Toc Toc. Don Ezechiele bussò alla porta dei tre porcellini.
"Ghi è?"- chiese Gozimo mentre stava preparando le minestra di mele e fichi d'india per il pranzo domenicale.
"Don Ezechiele sono. Apri, cosa inutile."
Appena Gozimo udì la voce e le parole del lupo cominciò a tremare come una foglia.
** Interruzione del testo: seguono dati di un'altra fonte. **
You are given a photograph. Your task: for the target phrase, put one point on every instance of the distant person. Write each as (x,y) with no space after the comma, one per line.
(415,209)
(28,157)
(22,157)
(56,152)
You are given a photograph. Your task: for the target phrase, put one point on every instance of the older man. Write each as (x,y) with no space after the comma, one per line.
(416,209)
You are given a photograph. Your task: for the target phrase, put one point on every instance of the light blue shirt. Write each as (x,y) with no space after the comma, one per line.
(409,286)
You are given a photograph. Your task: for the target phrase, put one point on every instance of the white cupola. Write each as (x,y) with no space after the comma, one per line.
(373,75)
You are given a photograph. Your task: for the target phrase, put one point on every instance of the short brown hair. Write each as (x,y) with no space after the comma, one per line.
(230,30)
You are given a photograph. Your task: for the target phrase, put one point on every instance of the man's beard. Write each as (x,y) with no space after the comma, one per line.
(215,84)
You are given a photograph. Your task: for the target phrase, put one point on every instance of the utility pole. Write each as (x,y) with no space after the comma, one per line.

Nel giro di pochi secondi accorsero gli altri due fratelli.
"Scansati, Gozimo, apro io"- esclamò il porcellino più piccolo, quello coraggioso.
"Non fare minchiate"- gli disse il fratello maggiore- "Quest'animale ci rovina tutti".
Fu così che il porcellino aprì la porta e mentre gli altri due fratelli si tenevano stretti, in un angolino, il terzogenito si trovò muso a muso con don Ezechiele.
"Baciamo le mani, don Ezechiele"- disse il porcellino al lupo, quasi sputandogli le parole in faccia e ridendo come a sfottere la bestia.
"Bacia 'sta minchia"- ribattè il lupo, feroce e affamato di denaro- "Datemi i tutti i soldi che avete altrimenti salsiccie diventate".
"Don Ezechiele solo questi quattro spiccioli abbiamo e dobbiamo camparci fino a fine mese, non si arrabbi, qui c'è la strada che porta al paese, la prenda e si allontani"
"Io, se non mi dai i piccioli, colla ti faccio diventare"- urlò il lupo fuori di se, con gli occhi spalancati e la bocca pure.
Il porcellino prese quei pochi spiccioli che aveva e li mostrò a don Ezechiele dicendo:" Preferisco mangiarli che darli a un fango come te".
E fu così che inghiottì il denaro.
"Io t'ammazzo, porco, a te e ai tuoi fratelli"- queste furono le utlime parole della bestia che, puntandogli la lupara alla gola, non esitò a lasciare un buco sul collo del maiale; mentre gli altri due fratelli furono condotti dentro una stalla abbandonata, dai due scagnozzi di don Ezechiele, Masino e Bernardino che li squagliarono nell'acido, dentro la mangiatoia.
Il porcellino pagò il suo coraggio con la vita, la sua pancia fu aperta, don Ezechiele in persona la tagliò, ne prese i pochi soldi che il porco aveva ingerito e al posto del denaro mise delle pietre e la richiuse, cucendola come la più abile delle sarte.
Il porcellino, gonfio come un otre di pietre e pesante come il piombo, fu appeso sul pozzo del villaggio in modo che chiunque lo avesse visto avrebbe capito di cosa fosse capace don Ezechiele.
E i porci che passavano e guardavano quella figura grottesca appesa sul pozzo, che manco il vento più violento lo muoveva, non facevano altro che pensare: " Che bel coraggio che ha avuto. Coraggio della minchia".